Adding the SSD cache doubles the overall system speed, he said, and using the prioritized data system doubles it again, Eszenyi said.
Wireless power transmission
Electric toothbrushes and other devices can be charged without wired connections, but Intel has been working on technology that works over much longer distances. At the research event, the company showed off a new variation of the idea that transmits power through the air to run a speaker without any other power source.
Two flat copper coils are used in the technology, each tuned to resonate at a particular frequency. That means when electromagnetic energy is released from one, the other picks it up in much the same way an opera singer can shatter a wine glass by singing at just the right pitch, said researcher Emily Cooper.
Ultimately, Intel sees the idea as useful for delivering power to a laptop computer inside a room, but it could be used over shorter ranges, too--for example to replace the fallible wires that connect laptop screens through a hinge, Cooper said.
The wireless transmission shows efficiency of 90 percent at distances of up to a meter, she said, and Intel has shown it powering a 60-watt light bulb, too.
Multicore data dealings
--which Rattner said is expanding by a factor of 1,000 to become the exa-scale project--is designed to tackle the challenges of serious multicore processing. Today's chips typically have eight or fewer processing engines called cores, and communications among them are relatively straightforward along a bus--a linear data pathway that links the cores together.

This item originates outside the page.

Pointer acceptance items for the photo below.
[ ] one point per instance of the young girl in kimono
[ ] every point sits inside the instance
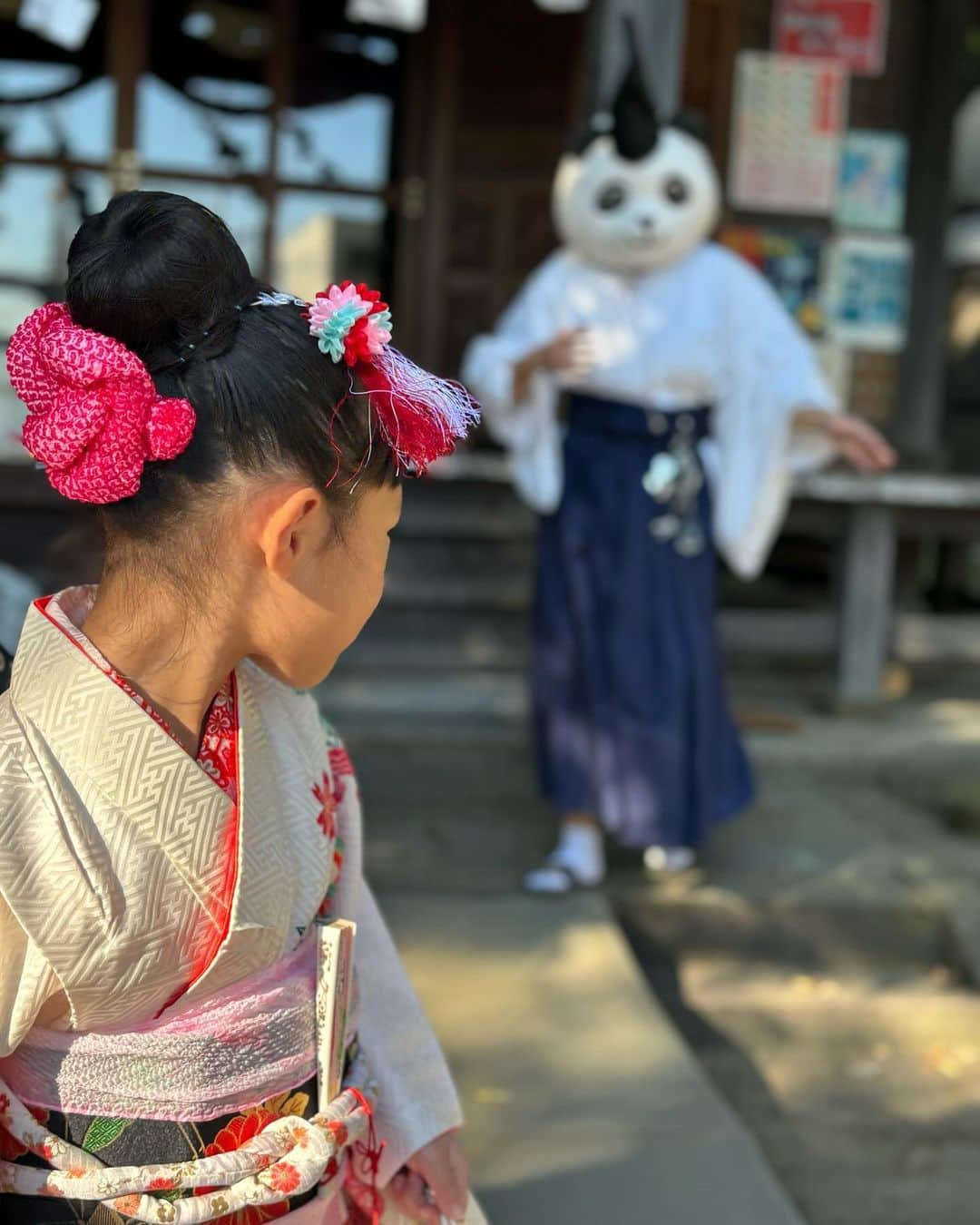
(691, 398)
(173, 818)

But with more cores, things get more complicated. Aniruddha Vaidya showed a mesh of 36 cores--a 6-by-6 grid made of programmable chips rather than an actual single slice of silicon as eventually will be the case.
The cores on the periphery can connect to resources such as memory or graphics, but the cores in the interior connect only to other cores. To transfer data, each core must often transmit data from one to another in multiple hops.
In the 36-core mesh, data takes an average of 4 hops to get where it needs to go, Vaidya said.
Part of the reason for the research is to develop necessary higher-level features. The mesh can be partitioned into multiple independent patches to support virtualization or security needs, he said, and the data-routing technology can adjust when individual nodes fail.
Boosting WiMax capacity
Intel has long touted WiMax technology for bathing an area in broadband wireless, though it's had less success fostering adoption. Intel showed two WiMax technologies at the event.
First was a method squeezing 40 percent more capacity out of a WiMax networking station when handling voice over Internet Protocol (VoIP) calls. The system groups calls with similar characteristics so call-control data can be shared across each group rather than sent individually, said Vijay Kesavan.
Second was a peer-to-peer networking idea that ends up giving each device on a wireless network more network capacity. The technique helps smooth out areas with weak wireless network coverage and could let a person use a WiMax-enabled PC shoulder the battery burden instead of a nearby WiMax-enabled phone, said Intel researcher Ozgur Oyman, but it doesn't work as well when many of the devices on the network are moving instead of stationary.